Each member of a team has a very important role that must be performed. However, individually their work does not accomplish the mission. Teamwork is essential for the overall success of the mission or objective whether in the service or civilian life. It can be a struggle for service members with teamwork so engrained into their daily lives to feel alone or to easily accept the learning curve in a new position.


Leadership is an interesting topic and one can expect service members to tell tales of good and less-than-stellar leadership encountered during their tenure. The same is true in civilian life. Expect service members to be loyal and not to question leadership. In today’s workforce, there may be an expectation that members of the team can question leadership, in a respectful way of course, or provide a differing perspective that may bring value. This may take time for transitioning service members to feel comfortable with. During my time in the service, questioning or perhaps seeing something from a different perspective and attempting to verbalize that, was simply not acceptable.


 


What unique traits do you feel veterans bring to the modern civilian workforce?


Brandy Doggett | E-5 Second Class Petty Officer | US Navy :

Perspective.

Veterans have lived through and worked under conditions that civilians have no concept of; some branches more than others. When I first got out of the military, one of the things I was most grateful for was that I got to go home and sleep in my own bed every night. While that might seem strange to those who never served in the military, it is something I still think about over 7 years later.


Appreciation vs entitlement.

Often in today’s culture, I see employees who act as though their employer, and the world, owe them something. In my opinion, most newly separated veterans are appreciative to be given a chance in the civilian workforce, grateful that their career advancement opportunities aren’t contingent on testing and military advancement quotas, and that they get some say in what their work life is going to look like.

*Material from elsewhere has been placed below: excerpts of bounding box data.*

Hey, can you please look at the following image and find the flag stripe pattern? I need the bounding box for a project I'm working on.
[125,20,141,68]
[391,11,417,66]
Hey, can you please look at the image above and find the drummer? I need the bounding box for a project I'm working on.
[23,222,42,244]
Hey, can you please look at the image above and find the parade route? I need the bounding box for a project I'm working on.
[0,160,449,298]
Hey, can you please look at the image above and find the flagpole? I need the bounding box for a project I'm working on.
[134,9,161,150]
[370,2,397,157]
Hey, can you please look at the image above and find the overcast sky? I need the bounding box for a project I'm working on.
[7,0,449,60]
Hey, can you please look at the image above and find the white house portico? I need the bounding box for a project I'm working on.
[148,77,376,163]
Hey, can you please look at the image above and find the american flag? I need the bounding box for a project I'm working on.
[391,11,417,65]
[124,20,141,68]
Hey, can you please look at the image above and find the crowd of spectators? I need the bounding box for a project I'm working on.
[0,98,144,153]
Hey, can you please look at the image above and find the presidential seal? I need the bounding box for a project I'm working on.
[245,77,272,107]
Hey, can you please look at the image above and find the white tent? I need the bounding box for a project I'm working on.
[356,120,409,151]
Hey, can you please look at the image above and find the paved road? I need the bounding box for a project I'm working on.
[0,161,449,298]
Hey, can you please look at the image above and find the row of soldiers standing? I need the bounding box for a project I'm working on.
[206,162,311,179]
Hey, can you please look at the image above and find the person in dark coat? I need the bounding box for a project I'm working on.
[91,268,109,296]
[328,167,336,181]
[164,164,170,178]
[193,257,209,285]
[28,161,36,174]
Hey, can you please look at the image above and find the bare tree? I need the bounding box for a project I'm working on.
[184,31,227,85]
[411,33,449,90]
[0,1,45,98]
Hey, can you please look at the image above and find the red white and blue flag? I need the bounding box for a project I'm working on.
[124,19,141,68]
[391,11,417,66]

Leadership experience at all ages.

Military members are thrust into leadership opportunities almost immediately upon their start of service. This is something most civilian workforces don’t offer to 18-year-old new hires. The development of leadership skills from a young age offers a new perspective for team members once they enter the civilian workforce that likely encourages more communication and inclusion of team members of all ages.

Nikki Sotkin | E-4 Hospital Corpsman | US Navy:

In the simplest terms, I feel veterans bring the following to the civilian workforce:

  • Teamwork

  • Leadership

  • Accountability

  • Strong Attention to detail


Darin Black | E-4 Senior Airman | US Air Force:

For many, having the opportunity to complete basic training and to serve, is a significant, life-transforming event. While I understand that it may not be a good fit for many members of today’s modern civilian workforce, part of me wishes that everyone would go through basic training prior to becoming a part of that workforce.


The training of certain life skills, discipline, and the ability to know that one can trust their life to their teammates is just the beginning of the traits a service member can bring. While they may not be entirely unique: loyalty, duty, respect, selfless service, honor, integrity, organization, teamwork, a strong work ethic, and the ability to deliver under stressful or difficult circumstances round out many of the traits I believe most service members can bring to the civilian workforce.